Milkmaid und weitere Werke von SUNAYANI DEVI

It is rare to see Radha’s Gopis or milk-maid companions portrayed without the limelight being stolen by Krishna. In this painting by Sunayani Devi, they seem to share a secret as they balance pitchers of milk carefully on their heads, with one of them holding a white lotus delicately between her fingers. In an early celebration of her work, the art critic, Stella Kramrisch had described Sunayani’s sarees as being made of ‘some tender mood – so expressive are they.’ In her imagination, Sunayani’s women were carriers of some mysterious secret, messengers from the world within, which is ‘veiled by the sweep of the red and green sarees.’ As this painting testifies, Sunayani Devi had mastered the Bengal School’s wash technique, but was never limited by it, as she explored its possibilities to express her unique imagination.

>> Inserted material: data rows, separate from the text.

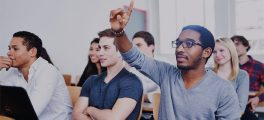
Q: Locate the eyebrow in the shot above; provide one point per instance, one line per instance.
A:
(12, 46)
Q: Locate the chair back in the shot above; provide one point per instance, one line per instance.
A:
(141, 109)
(156, 103)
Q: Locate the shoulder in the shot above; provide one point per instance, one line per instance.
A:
(242, 73)
(130, 78)
(91, 79)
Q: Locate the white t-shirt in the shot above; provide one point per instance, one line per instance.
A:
(46, 89)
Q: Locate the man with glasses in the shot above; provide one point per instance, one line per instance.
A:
(254, 68)
(188, 91)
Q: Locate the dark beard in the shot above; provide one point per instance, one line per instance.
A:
(196, 63)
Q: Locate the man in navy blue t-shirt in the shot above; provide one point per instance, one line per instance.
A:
(114, 94)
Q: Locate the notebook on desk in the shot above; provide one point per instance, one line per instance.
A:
(15, 103)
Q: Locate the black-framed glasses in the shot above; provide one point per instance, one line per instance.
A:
(185, 44)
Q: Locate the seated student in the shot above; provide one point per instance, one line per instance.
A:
(44, 54)
(146, 44)
(226, 65)
(45, 86)
(115, 94)
(93, 67)
(188, 91)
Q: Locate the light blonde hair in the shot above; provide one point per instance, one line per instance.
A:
(229, 44)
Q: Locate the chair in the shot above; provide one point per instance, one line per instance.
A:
(75, 93)
(141, 109)
(156, 103)
(67, 78)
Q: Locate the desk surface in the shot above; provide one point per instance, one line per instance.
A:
(147, 107)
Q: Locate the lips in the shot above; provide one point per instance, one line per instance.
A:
(102, 60)
(181, 58)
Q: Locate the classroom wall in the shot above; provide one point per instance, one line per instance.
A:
(67, 27)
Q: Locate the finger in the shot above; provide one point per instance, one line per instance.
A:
(130, 8)
(116, 12)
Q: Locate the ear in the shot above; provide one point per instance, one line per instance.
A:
(207, 52)
(152, 47)
(33, 52)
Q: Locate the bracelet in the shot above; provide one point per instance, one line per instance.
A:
(118, 33)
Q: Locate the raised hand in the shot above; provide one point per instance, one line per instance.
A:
(119, 17)
(5, 62)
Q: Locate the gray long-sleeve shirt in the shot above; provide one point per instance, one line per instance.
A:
(211, 99)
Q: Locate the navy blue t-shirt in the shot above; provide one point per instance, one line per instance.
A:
(104, 95)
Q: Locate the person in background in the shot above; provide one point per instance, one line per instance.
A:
(254, 68)
(188, 91)
(226, 65)
(44, 84)
(93, 67)
(115, 94)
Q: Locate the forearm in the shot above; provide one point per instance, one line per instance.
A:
(123, 44)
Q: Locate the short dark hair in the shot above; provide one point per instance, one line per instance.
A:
(206, 37)
(95, 40)
(242, 39)
(106, 33)
(30, 41)
(148, 38)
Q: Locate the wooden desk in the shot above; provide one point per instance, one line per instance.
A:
(5, 118)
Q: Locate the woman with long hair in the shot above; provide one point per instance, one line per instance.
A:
(93, 67)
(226, 65)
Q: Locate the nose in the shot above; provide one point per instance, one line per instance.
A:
(179, 48)
(9, 53)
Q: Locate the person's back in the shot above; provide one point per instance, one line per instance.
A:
(118, 87)
(188, 91)
(254, 68)
(56, 97)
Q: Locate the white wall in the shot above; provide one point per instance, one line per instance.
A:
(65, 26)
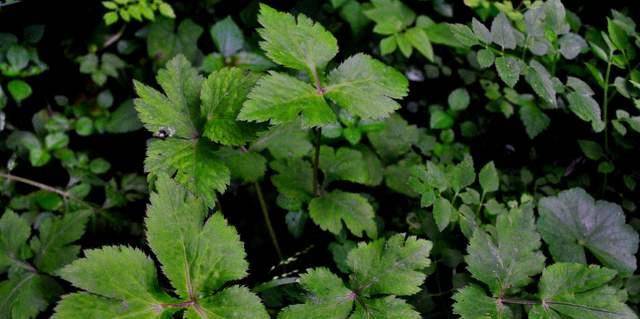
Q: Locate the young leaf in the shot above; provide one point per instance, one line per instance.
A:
(578, 291)
(302, 45)
(331, 209)
(507, 259)
(389, 267)
(489, 179)
(280, 98)
(176, 111)
(509, 69)
(223, 94)
(573, 221)
(193, 162)
(366, 87)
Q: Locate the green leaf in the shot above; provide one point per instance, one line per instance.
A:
(222, 95)
(573, 221)
(420, 40)
(194, 164)
(197, 256)
(385, 308)
(442, 212)
(472, 302)
(227, 36)
(485, 58)
(343, 164)
(393, 266)
(509, 69)
(540, 80)
(135, 273)
(507, 259)
(459, 99)
(502, 33)
(53, 247)
(579, 291)
(330, 210)
(280, 98)
(19, 90)
(176, 111)
(328, 297)
(587, 109)
(489, 179)
(366, 87)
(395, 139)
(298, 43)
(13, 242)
(25, 295)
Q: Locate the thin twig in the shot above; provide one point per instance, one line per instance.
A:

Milkmaid represents a truly orientalist, nationalist, subjective mindset, depicting a theme selected from traditional Indian mythic lore and rendered in a visual language that strongly recalls the ethos of the Bengal School and its pictorial ideology, then the dominant national aspiration. But it would indeed be unfair to confuse Sunayani Devi and her pictorial language as being entirely derived out of the Bengal School’s conventions. Her choice for a specific personal predilection conveyed a strong cadence towards individualistic articulation.